Федора Михайловича зачислили в первую роту, которой командовал старый капитан Степанов, личность весьма безалаберная и пьяная, но вместе с тем предобрая душа.
— Так ты… так вы, значит, сочинитель? — в сотый раз, пребывая в роковом состоянии, спрашивал Степанов у Федора Михайловича. — Это оригинально и вполне заслуживает уважения… Вполне, — уверенно заключал он, весело улыбаясь и морщась толстым синеватым носом.
В казарме Федор Михайлович получил свое собственное место — на верхних нарах, у круглой железной печки. Оттуда простирался вид на многолюдное пространство внизу, всегда заволоченное каким-то сизым туманом, забросанное серыми шинелями и заставленное грязными солдатскими сундуками разных цветов и фасонов. И он также приладил свою шинель буро-глиняного вида на отведенном ему постельном месте, покрытом куском кошмы.
И так он стал солдатом. С него снова сняли «каторжную» бороду. Дали смазные сапоги и куртку с красными петлицами. Унтер-офицер «сверхсрочник» начал с ним фруктовую муштровку, обучал его всяким поворотам и строжайшему поведению. И Федор Михайлович со всем покорно, почти радуясь, примирялся, вполне отдавшись новому и неизбежному делу.

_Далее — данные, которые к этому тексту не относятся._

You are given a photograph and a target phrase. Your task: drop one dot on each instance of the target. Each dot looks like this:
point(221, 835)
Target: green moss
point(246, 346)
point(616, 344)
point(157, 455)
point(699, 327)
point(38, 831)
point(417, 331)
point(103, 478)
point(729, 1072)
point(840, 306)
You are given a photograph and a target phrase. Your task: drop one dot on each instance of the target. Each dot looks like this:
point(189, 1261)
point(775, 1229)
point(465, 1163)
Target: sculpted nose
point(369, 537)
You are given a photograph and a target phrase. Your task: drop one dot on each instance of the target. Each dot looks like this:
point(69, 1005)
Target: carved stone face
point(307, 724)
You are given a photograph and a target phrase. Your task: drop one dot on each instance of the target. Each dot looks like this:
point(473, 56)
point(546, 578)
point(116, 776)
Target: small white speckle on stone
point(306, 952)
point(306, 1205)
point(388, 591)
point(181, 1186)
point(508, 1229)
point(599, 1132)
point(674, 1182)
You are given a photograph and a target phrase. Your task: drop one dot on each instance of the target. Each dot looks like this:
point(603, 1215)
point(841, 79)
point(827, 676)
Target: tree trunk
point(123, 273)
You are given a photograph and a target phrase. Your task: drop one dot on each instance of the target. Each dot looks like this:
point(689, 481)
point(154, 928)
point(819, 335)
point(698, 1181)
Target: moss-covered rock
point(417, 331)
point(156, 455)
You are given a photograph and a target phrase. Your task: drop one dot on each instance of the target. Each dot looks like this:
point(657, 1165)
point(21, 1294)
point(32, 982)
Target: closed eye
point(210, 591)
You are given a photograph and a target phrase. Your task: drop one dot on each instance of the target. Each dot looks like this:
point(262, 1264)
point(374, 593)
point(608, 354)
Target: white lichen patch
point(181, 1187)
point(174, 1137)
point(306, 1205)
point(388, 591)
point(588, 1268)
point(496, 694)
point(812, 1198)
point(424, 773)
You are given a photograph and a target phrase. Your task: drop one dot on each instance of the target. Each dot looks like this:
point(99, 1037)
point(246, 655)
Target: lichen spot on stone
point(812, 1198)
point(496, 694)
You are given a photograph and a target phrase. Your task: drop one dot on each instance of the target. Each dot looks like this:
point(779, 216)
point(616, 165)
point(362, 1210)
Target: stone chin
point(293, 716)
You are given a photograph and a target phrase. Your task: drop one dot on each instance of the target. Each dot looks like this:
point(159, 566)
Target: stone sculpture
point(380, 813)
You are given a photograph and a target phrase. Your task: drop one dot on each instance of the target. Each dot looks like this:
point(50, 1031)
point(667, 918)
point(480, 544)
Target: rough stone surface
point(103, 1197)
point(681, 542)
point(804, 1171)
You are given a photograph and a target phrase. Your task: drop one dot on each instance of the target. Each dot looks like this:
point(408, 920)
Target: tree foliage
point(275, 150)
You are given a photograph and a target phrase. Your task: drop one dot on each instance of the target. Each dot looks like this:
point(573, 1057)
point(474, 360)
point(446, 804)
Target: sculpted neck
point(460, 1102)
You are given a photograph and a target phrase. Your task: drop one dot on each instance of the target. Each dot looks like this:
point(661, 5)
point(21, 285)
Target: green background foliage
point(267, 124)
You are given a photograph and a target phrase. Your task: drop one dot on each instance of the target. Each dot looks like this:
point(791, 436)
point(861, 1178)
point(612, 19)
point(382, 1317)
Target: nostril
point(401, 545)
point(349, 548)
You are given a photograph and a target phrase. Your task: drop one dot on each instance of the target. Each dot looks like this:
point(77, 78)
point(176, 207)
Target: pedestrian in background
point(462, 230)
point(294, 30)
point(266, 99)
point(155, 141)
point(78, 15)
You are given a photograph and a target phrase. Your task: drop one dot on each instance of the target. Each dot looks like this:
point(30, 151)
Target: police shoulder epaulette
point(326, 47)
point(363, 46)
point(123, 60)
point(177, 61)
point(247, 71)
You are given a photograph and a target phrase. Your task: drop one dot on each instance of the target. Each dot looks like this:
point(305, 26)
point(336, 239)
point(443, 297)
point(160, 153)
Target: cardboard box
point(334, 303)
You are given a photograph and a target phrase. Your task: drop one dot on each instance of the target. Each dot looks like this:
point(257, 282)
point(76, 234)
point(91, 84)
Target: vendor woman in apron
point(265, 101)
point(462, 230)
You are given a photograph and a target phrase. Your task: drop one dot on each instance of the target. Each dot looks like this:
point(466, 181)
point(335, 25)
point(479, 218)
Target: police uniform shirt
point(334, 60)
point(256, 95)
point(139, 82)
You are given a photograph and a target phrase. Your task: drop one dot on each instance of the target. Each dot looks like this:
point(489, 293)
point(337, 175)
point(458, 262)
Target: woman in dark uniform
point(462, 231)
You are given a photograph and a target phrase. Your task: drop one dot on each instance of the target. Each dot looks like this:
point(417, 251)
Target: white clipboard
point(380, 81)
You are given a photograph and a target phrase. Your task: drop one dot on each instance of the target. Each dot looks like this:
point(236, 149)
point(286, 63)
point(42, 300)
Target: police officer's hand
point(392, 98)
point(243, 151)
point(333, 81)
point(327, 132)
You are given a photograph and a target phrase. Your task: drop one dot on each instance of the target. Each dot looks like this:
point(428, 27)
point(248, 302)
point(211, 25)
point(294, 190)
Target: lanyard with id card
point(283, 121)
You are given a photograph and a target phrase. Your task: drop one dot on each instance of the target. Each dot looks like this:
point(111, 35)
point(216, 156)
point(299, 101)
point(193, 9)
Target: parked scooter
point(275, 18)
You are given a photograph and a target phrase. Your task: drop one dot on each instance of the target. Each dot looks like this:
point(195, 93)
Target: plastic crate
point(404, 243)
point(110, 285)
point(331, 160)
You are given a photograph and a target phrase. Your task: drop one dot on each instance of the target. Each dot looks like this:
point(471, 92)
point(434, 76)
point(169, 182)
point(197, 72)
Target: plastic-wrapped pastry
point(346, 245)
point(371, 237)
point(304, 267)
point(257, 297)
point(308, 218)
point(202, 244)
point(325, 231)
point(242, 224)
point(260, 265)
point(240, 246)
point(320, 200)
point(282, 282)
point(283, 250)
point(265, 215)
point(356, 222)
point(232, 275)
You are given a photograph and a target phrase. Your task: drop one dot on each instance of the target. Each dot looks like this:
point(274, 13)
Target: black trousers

— Так вот она, сибирская глушь. Вот она, солдатчина, — думал он в часы после фрунтовых занятий. — Но пока я в солдатской шинели, я такой же пленник, как и прежде, не иначе. А когда же я буду свободен — по крайней мере как другие люди? — не переставая спрашивал он сам себя.
Ответа на все эти безудержно возраставшие вопросы он не находил. Но одно обстоятельство уже казалось ему вполне действительным и даже кружило ему голову: это возможность писать. Перо уже было у него в руках, и никто не посягал на его главные права — быть сочинителем, по крайней мере никакого запрета уже не было. И он предался своему перу, своему кровному писательскому делу, столь неожиданно прерванному и задержавшемуся.
Федор Михайлович записывал все мельчайшие, подслушанные им разговоры и словечки, какие только могут быть слышимы в народе. Заведенную в каторге для этой именно цели тетрадь, выхватывая украдкой минуты передышек, он заполнял занятными и налету пойманными выражениями, острыми мыслями и всякими встретившимися в его буднях примечательными историйками; все это он считал как бы своим литературным сырьем, но весьма и весьма необходимым для всей предвидевшейся и красноречивой будущности. Тут он закладывал некие фундаменты ожидаемых творений, ясневших перед ним своими широкими далями. И все перелистывал свою тетрадь, в каждое возможное мгновенье перечитывал торопливо записанные и часто недоконченные прибауточные слова вроде, например, таких: «А по-нашему, хоть на час, да вскачь», «А водочка у него из Киева пешком пришла», «Деньги — голуби: прилетят и опять улетят», «А в котором году? Да в сорок не нашем, братец», «Руки свяжут, язык развяжут», «А есть деревенька? — Да, два снетка. По оброку в Ладожском озере ходят», — и все в таком острословном занимательном роде, в коем слышны были совершенно разные голоса — и русские, и татарские, и украинские, и казахские, и дагестанские, и всякие другие, звучавшие середь каторжных нар.